In any kind of written Founders agreement, here are the main terms of the contract you need to address:

  • Who is getting what percentage of the business?

  • Is the percentage of ownership subject to vesting on the basis of continued business participation?

  • What are the founders' functions and responsibilities?

  • Will the firm or the other founder have the right to buy back the shares of the founder if one founder leaves? At what cost?

  • How much time is required of each founder to be devoted to the business?

  • What salaries are the founders (if any) entitled to?
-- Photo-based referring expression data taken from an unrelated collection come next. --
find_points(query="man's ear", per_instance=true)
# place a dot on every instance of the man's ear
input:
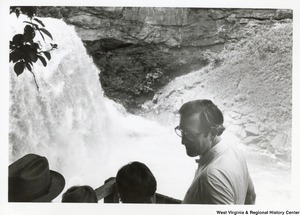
(213, 133)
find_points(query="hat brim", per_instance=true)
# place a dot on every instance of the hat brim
(56, 187)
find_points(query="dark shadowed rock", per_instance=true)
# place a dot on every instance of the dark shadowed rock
(140, 49)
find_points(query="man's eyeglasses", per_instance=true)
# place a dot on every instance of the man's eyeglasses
(182, 133)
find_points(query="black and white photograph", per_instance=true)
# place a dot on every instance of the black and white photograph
(143, 108)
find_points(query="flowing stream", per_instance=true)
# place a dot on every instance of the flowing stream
(88, 137)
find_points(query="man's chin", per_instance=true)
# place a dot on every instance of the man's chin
(191, 153)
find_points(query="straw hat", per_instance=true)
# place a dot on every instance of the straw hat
(30, 180)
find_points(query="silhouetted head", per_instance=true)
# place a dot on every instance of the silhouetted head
(201, 122)
(135, 183)
(83, 194)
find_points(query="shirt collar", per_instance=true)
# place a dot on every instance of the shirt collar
(212, 153)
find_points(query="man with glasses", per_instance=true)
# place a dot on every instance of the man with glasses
(222, 176)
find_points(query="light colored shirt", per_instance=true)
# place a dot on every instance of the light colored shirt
(222, 177)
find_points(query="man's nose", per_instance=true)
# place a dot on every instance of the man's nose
(183, 140)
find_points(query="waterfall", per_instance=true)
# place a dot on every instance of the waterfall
(84, 135)
(88, 137)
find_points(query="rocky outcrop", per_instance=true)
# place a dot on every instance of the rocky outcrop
(139, 50)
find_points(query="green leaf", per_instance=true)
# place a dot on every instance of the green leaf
(33, 56)
(29, 33)
(28, 66)
(47, 54)
(17, 13)
(42, 59)
(18, 39)
(19, 68)
(35, 46)
(54, 46)
(42, 35)
(39, 21)
(46, 32)
(15, 56)
(30, 23)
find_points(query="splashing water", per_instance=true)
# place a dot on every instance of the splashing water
(88, 137)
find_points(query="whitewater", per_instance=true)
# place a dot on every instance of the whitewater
(88, 137)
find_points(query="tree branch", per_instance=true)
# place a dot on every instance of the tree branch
(37, 86)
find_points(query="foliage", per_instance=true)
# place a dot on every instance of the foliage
(24, 51)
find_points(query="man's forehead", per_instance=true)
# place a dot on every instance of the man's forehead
(192, 119)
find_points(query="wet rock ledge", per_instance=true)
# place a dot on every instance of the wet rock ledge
(139, 50)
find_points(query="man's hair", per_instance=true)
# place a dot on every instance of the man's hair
(84, 194)
(210, 117)
(135, 183)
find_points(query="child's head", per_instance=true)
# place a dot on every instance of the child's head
(135, 183)
(84, 194)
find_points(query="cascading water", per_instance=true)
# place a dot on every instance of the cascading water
(87, 137)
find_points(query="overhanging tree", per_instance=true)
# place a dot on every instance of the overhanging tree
(24, 50)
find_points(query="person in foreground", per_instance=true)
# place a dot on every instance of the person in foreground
(222, 176)
(135, 183)
(80, 194)
(30, 180)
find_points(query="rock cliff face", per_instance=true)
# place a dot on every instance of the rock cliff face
(244, 57)
(139, 50)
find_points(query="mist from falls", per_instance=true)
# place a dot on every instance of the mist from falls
(88, 137)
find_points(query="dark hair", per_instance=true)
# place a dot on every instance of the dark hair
(135, 183)
(80, 194)
(210, 117)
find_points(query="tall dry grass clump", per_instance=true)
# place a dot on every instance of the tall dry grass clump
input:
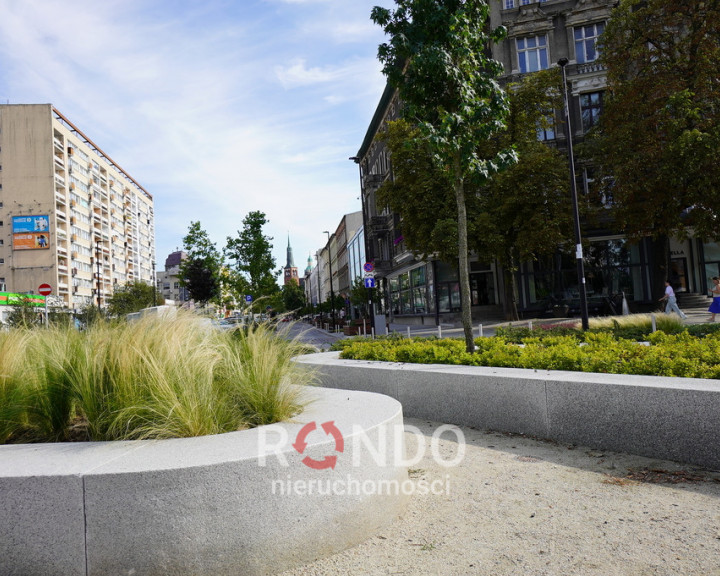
(154, 378)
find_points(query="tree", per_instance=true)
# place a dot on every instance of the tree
(251, 252)
(293, 297)
(25, 314)
(437, 58)
(200, 273)
(659, 133)
(517, 215)
(201, 280)
(133, 297)
(362, 297)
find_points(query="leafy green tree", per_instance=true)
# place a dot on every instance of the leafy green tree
(251, 253)
(133, 297)
(361, 297)
(519, 214)
(25, 314)
(659, 133)
(437, 58)
(89, 315)
(201, 280)
(293, 297)
(201, 272)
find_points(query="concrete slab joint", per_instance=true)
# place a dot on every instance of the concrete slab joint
(237, 503)
(654, 416)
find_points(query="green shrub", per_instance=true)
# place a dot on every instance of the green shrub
(682, 354)
(155, 378)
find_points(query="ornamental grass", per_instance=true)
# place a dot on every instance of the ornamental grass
(154, 378)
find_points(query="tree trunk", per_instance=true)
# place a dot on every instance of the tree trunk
(510, 290)
(659, 266)
(463, 267)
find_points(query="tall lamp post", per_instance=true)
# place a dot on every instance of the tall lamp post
(98, 254)
(573, 190)
(332, 292)
(366, 230)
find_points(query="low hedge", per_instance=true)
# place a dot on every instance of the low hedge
(682, 355)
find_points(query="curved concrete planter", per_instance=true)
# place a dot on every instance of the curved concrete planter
(669, 418)
(205, 505)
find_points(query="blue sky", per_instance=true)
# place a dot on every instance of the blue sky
(217, 107)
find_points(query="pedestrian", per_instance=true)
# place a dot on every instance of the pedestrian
(671, 301)
(715, 292)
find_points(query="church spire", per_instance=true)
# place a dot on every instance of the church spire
(290, 270)
(291, 262)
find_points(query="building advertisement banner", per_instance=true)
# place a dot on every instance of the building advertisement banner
(31, 232)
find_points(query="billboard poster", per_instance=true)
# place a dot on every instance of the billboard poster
(31, 232)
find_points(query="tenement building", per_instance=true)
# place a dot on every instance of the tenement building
(423, 291)
(70, 216)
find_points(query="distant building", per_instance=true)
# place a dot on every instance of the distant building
(290, 271)
(168, 280)
(69, 215)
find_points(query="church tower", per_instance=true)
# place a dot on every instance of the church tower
(290, 271)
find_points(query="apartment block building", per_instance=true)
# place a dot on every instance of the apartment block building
(415, 290)
(70, 216)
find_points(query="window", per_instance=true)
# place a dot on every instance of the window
(532, 53)
(591, 108)
(546, 129)
(586, 38)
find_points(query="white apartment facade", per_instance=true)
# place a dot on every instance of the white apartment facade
(70, 216)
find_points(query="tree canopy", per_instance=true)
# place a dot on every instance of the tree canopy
(251, 252)
(200, 273)
(517, 215)
(133, 297)
(659, 132)
(436, 57)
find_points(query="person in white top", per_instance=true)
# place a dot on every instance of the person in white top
(671, 301)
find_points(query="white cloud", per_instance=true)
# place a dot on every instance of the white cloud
(217, 108)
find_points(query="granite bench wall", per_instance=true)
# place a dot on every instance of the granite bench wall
(659, 417)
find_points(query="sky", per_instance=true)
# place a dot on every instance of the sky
(216, 107)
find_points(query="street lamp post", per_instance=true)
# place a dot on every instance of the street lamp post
(366, 230)
(332, 292)
(98, 266)
(576, 214)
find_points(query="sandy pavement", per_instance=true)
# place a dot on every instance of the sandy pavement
(520, 506)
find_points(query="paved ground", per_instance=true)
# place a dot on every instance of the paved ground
(518, 506)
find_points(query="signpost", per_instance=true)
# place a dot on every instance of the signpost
(45, 290)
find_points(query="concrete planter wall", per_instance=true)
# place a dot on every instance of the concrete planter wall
(670, 418)
(198, 506)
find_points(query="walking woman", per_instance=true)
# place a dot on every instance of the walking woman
(715, 292)
(671, 301)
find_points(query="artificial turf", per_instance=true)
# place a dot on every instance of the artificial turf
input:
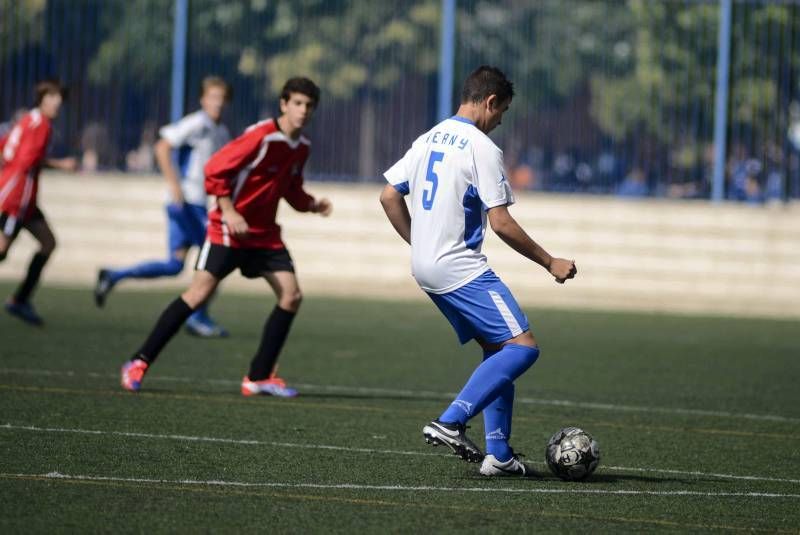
(698, 420)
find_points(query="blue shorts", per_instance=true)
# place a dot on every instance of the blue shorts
(187, 225)
(483, 308)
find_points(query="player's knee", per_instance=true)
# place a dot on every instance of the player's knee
(195, 297)
(291, 301)
(48, 246)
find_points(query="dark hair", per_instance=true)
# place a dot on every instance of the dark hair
(49, 87)
(215, 81)
(300, 85)
(485, 81)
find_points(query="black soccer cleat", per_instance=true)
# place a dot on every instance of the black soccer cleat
(453, 436)
(102, 287)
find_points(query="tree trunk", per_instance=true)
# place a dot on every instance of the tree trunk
(366, 140)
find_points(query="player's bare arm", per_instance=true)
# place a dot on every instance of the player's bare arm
(323, 207)
(233, 219)
(62, 164)
(505, 226)
(396, 210)
(163, 152)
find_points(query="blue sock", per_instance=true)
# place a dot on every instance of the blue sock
(488, 380)
(148, 270)
(497, 422)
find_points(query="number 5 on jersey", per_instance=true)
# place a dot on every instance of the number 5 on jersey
(429, 194)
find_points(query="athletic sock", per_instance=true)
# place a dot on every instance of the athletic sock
(497, 423)
(147, 270)
(276, 329)
(488, 381)
(165, 328)
(25, 290)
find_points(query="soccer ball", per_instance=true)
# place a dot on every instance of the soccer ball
(572, 454)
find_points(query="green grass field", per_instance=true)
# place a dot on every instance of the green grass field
(698, 420)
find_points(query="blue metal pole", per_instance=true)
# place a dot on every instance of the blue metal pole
(446, 60)
(721, 111)
(179, 59)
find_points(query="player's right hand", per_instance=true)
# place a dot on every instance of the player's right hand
(236, 223)
(563, 269)
(177, 198)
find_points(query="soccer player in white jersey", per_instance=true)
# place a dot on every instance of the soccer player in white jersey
(195, 137)
(454, 178)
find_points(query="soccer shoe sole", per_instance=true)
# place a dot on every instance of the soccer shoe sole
(493, 468)
(459, 448)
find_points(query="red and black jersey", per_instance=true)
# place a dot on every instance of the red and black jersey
(256, 170)
(24, 150)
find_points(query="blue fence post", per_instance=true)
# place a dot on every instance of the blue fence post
(446, 60)
(721, 107)
(179, 59)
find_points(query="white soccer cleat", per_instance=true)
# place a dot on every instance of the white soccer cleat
(513, 467)
(453, 436)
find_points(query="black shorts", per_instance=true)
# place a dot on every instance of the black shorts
(220, 261)
(10, 225)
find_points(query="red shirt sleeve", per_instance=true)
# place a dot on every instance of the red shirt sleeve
(32, 145)
(225, 164)
(296, 196)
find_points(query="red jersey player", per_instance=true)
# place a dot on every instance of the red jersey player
(248, 177)
(24, 151)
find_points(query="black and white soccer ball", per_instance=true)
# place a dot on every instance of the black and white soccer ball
(572, 454)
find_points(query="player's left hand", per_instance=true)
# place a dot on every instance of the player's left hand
(563, 269)
(323, 207)
(69, 164)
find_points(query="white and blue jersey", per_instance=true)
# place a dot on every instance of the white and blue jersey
(196, 137)
(453, 174)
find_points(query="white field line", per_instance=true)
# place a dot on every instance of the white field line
(190, 438)
(431, 394)
(401, 488)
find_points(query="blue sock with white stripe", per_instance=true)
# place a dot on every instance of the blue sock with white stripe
(489, 380)
(148, 270)
(497, 423)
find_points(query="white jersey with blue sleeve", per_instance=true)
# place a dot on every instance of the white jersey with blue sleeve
(196, 137)
(452, 174)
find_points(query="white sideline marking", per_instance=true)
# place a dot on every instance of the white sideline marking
(402, 488)
(429, 393)
(191, 438)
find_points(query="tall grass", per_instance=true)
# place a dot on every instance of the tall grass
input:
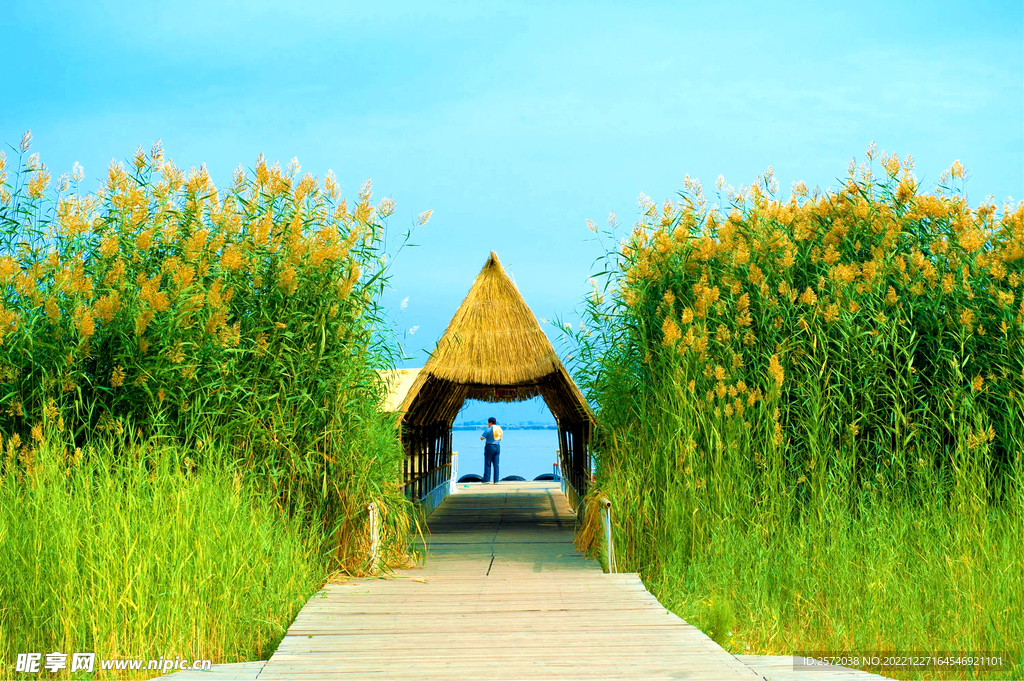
(810, 413)
(190, 374)
(129, 551)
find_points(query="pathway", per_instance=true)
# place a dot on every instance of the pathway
(503, 595)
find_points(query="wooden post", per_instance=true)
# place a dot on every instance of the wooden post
(455, 470)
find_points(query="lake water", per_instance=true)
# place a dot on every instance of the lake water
(525, 453)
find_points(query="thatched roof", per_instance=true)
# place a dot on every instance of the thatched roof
(494, 349)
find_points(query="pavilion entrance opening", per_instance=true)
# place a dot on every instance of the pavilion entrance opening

How is it possible to improve that?

  • How does the company make crucial decisions and day-to-day decisions (majority vote, a unanimous vote, or those decisions exclusively in the hands of the CEO)?

  • In what conditions would a founder be eliminated as a company employee? (This will usually be a decision by the board of directors of the company.)

  • What assets or cash does any founder contribute or invest in the company?

  • How will the sale of the company be decided?

 

  1. The strategy of patent needs to be cost-effective and not be avoided

Patents can be important business properties. Patent portfolios are also interpreted as a way of boxing out rivals in similar technical spaces to have offensive advantages. Patents, however, also have extensive defensive advantages. For example, if a start-up is threatened by a competitor's patent infringement, a defensive patent portfolio may serve as a valuable bargaining chip. This can lead to a range of reasonably favorable results for a start-up, including improved terms of settlement or a cross-licensing opportunity. If any lawsuit is launched, it may also permit an opportunity to file counterclaims.


 

  1. Open-source Software

Startups may elect to integrate open source software into their code while developing software. In general, the use of open-source software is free and can also speed up development. Open source licenses must be read carefully, however. Start-ups could face threats of breach of contract or copyright infringement if the open-source code is used in a way not allowed by the license.


 

  1. Beware while hiring a new employee

In recruiting new employees, especially from competitors, you need to be extremely careful. You want to escape lawsuits from the former employer that your business is using the prior employer's confidential or proprietary information.

Consider the following in that regard:

  • Make sure that the worker is not subject to a related non-compete binding arrangement.

  • Require the new employee to represent that no sensitive or proprietary information or files of the former employer are taken over by them.

  • Require the new employee to agree not to use any third party confidential or proprietary information.

  • Until recruiting, do full reference checks on the new employer.

 

To know more about, How a Startup can acquire and build high performance, refer to the given video below-

 

 

 


Conclusion

It is a once-in-a-lifetime opportunity to set up a company or launch new start-ups with the implementation of Atmanibhar Bharat by the Government of India. The urgent need for an hour, however, needs entrepreneurs to be conscious of the extreme value of intellectual property rights and the need for a constructive approach to protecting their intellectual property rights. They need to realize the value of implementing an intellectual property security policy right from the outset, in order to shift the attitude of entrepreneurs. It cannot be denied that the protection of these rights might be correlated with a cost. However as IPR is an asset that offers various economic benefits for the entrepreneur when secured from the beginning, the price is more like an investment.